# [Openbox?] déconnexion (session) inopinée

## Kevin57

Bonjour à tous,

J'ai un petit souci que j'attribue, peut-être à tort, à Openbox. De temps à autres, surtout en sortie d'écran de veille (Xscreensaver), ma session se déconnecte automatiquement et je me retrouve avec SLIM à devoir me ré-identifier. Je ne sais pas trop d'où peut venir le problème, il ne me semble pas super récent mais semble de plus en plus fréquent (peut-être que c'est juste une impression...). Avez-vous une idée de la provenance du problème? Je tourne sous Gentoo ~amd64 mis à jour quotidiennement. Ma version d'openbox est la 3.4.11.2, xorg-server-1.9.0, xf86-video-ati-6.13.1. Je ne sais pas où trouver un log qui pourrait aider, si vous avez une idée...

Merci beaucoup d'avance.

Kevin57

----------

## barul

Tu n'as pas un moyen de lancer Openbox et de faire des logs? 
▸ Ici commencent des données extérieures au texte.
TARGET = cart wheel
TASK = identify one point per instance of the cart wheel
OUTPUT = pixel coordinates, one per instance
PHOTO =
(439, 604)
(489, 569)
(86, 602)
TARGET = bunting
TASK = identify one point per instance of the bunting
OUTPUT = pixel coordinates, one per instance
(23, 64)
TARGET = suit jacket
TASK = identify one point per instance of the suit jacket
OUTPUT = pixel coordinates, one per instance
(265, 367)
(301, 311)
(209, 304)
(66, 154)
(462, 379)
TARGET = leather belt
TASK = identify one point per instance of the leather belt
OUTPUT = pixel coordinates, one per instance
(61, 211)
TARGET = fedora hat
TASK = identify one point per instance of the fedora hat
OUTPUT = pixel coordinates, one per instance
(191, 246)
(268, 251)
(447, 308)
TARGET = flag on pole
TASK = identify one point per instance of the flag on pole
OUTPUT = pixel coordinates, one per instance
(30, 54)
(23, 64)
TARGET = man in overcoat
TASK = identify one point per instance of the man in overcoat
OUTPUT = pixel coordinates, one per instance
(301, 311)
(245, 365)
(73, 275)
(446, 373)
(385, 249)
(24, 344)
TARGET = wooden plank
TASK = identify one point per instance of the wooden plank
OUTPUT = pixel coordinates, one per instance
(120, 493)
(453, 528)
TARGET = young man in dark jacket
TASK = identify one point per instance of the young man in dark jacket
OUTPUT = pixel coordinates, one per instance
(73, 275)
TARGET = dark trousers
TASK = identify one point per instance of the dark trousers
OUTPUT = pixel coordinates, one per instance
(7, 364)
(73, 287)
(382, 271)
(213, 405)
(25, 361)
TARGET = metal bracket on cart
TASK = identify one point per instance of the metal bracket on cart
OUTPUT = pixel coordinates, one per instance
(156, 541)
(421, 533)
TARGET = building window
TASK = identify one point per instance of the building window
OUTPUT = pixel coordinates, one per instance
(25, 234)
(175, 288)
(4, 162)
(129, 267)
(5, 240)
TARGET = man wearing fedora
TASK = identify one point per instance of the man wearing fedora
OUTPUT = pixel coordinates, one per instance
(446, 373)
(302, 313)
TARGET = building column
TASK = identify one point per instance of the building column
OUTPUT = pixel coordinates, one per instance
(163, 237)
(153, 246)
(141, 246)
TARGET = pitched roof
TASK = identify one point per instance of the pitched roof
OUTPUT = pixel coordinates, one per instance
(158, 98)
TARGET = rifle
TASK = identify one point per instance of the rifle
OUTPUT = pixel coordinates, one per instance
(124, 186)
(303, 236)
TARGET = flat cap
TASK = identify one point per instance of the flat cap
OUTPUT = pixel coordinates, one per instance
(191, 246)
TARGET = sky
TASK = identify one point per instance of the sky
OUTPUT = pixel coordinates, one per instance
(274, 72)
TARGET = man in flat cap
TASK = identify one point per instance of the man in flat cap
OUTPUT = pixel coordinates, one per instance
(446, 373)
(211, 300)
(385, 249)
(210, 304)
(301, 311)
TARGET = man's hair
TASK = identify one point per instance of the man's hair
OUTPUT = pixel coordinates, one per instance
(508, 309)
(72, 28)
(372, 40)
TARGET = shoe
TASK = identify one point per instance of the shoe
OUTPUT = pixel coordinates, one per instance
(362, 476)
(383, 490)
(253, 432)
Sous fluxbox, quand on a --enable-debug, on peut le lancer avec 'fluxbox -log ~/fichier-log', c'est assez pratique.

----------

## Kevin57

Ah si, je n'y avais pas pensé. Il y a l'option --debug, ça devrait faire le travail. Je tenterai ça au prochain boot et je vous tiens au courant des log.

----------